Moreover, the study of IRBs seems not to have yet drawn much attention from persons trained in either organizational analysis or survey research techniques. The door is open for more rigorous, technically grounded studies seeking to generalize about IRB members' and stakeholders' behavior. Survey research would likely prove extremely useful for understanding the variations in structures and processes among the many and diverse IRBs and associated organizations.
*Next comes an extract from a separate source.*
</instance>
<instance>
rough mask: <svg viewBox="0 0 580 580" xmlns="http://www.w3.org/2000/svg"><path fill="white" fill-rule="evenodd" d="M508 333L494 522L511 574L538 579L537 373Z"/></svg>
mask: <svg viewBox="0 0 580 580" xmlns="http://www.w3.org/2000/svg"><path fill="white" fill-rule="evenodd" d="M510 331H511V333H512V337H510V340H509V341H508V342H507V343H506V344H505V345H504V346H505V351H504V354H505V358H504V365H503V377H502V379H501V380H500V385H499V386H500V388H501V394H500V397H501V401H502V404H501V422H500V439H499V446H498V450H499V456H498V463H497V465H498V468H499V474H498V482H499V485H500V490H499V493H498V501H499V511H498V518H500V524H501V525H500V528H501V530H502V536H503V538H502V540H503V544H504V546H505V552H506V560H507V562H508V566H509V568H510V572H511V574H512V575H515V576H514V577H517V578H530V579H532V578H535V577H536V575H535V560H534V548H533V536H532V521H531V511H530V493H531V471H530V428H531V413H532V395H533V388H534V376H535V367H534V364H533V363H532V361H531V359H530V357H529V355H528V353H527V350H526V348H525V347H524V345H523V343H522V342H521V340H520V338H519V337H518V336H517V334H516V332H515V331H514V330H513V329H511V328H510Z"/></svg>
Field and laboratory experiments could play a useful role in studies of IRBs. A frequent problem in analysis of IRBs is inaccessible or unavailable data because of legal protections (privacy, confidentiality) or simply because of the reticence of participants. But to the extent that IRB behaviors can be replicated via artificial analysis, experiments can provide useful insights. To our knowledge, experiments simulating IRB behavior are quite rare. B. B. developed an experiment to examine the effects of racial match on simulated IRB groups' decisions, focusing on the race of the “IRB members,” the “researcher” whose research is vetted, and the “chair of the IRB committee.”47 Race seemed unimportant per se, but racial homophyly had some impact on the willingness to accept the researchers’ arguments, all else equal. Because so much of IRB outcomes depends on group dynamics and decision making, laboratory experiments seem to hold promise as an economical and unobtrusive means of shedding light on existing processes and, perhaps more important, trying new ones.

SUMMARY

We know that group processes in general are subject to improvement by observation, evaluation, and planned change. There is no reason to assume that IRB processes should prove a more intractable learning environment than, say, corporate board rooms, air control towers, space centers, or war rooms. Finally, even if we move to solution-by-experimentation, it is important to remember that perfecting institutions is only part of the answer. As Dunn and Chadwick note in their handbook on human subjects research:

Sometimes, with the best of intentions, scientists, public officials, and others working for the benefit of all of us, forget that people are people. They concentrate so totally on plans and programs, experiments, statistics—on abstractions—that people become objects, symbols on paper, figures in a mathematical formula or impersonal ‘subjects’ in a scientific study.35

Effective institutions and processes remain vulnerable to those who work within them, and when researchers become too detached from their research participants, the results sometimes defy the ability of institutions to prevent harm.

Human Participant Protection

No human participants were involved in this study.